Cordes ist es gelungen, die Angehörigen bei der Verlegung der Steine zugleich würdevoll wie individuell so abzulichten, dass am Ende 70 Bilder Lebensmomente der Erinnerung zeigen und die Fotos nie aneinandergereiht oder beliebig wirken.
Zugleich bieten Buch und Ausstellung Gelegenheit, über das Projekt Stolpersteine des Kölner Künstlers Günter Demnig Bilanz zu ziehen. 30.000 gibt es mittlerweile von ihnen – Hamburg ist mit gut 4.000 Gedenksteinen so etwas wie die Hauptstadt. Dabei war und ist das Projekt durchaus umstritten: Die jüdische Gemeinde in München etwa lehnt sie bis heute ab.
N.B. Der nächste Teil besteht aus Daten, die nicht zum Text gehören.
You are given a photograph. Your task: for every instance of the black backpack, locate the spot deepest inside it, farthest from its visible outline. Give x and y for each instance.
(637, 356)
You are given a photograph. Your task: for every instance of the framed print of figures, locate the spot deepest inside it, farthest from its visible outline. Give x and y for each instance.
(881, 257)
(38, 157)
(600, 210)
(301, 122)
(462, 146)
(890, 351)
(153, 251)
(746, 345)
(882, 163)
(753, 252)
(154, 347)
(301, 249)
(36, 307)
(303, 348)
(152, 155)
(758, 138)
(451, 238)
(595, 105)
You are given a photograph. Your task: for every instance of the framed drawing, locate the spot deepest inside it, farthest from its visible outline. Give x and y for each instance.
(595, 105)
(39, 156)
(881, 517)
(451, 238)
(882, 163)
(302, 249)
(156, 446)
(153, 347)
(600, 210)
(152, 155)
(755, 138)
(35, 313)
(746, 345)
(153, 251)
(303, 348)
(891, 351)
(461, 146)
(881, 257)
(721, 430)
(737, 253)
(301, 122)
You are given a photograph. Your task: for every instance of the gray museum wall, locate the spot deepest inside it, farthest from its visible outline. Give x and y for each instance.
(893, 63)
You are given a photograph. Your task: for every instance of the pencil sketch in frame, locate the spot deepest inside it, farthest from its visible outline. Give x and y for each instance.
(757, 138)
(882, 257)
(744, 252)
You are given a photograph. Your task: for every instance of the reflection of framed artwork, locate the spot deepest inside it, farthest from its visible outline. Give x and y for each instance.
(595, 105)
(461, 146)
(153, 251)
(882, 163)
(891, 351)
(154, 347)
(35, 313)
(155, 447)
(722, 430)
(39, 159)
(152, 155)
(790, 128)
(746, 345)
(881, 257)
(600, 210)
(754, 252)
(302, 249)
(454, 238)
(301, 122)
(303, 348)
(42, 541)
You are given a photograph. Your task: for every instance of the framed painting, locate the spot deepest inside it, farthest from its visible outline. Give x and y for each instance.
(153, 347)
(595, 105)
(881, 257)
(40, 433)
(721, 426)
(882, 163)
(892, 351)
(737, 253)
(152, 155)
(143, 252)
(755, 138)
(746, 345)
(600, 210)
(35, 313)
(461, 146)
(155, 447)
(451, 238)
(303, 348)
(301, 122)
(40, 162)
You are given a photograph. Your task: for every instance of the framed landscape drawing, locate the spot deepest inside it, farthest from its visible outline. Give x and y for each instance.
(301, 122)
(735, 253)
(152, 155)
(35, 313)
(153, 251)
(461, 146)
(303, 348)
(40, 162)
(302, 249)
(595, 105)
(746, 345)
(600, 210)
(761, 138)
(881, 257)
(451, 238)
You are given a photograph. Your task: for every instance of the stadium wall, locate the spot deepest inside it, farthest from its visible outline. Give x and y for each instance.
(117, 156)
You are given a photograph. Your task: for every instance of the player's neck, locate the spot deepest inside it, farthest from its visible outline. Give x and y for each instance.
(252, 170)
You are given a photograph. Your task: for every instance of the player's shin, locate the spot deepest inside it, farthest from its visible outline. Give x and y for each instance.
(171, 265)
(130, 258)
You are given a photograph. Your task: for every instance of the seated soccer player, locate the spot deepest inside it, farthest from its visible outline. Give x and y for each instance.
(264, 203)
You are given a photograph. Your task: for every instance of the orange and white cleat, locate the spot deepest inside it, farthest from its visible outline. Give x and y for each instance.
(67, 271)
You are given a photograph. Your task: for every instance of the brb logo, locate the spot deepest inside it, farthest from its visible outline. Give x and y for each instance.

Peter Hess, der in Hamburg die Verlegung der Steine koordiniert, sieht es so: »Selbstverständlich ist es zu respektieren, wenn Angehörige keinen Stolperstein legen lassen wollen, weil sie die Vorstellung nicht ertragen, dass vielleicht einmal Skinheads mit ihren Stiefeln über die Steine trampeln und sie beschmutzen.
Aber es kann doch umgekehrt nicht sein, dass etwa in München Bürgermeister Christian Ude die Verlegung nicht erlaubt, nur weil die dortige jüdische Gemeinde dagegen ist – während zugleich Angehörige einen Stolperstein wollen.« In Hamburg sei es übrigens noch nicht ein Mal vorgekommen, dass eine Steinlegung auf Wunsch der Angehörigen nicht erfolgte. Jedesmal hätten diese zugestimmt und wären meist persönlich gekommen – auch von jenseits des Atlantiks.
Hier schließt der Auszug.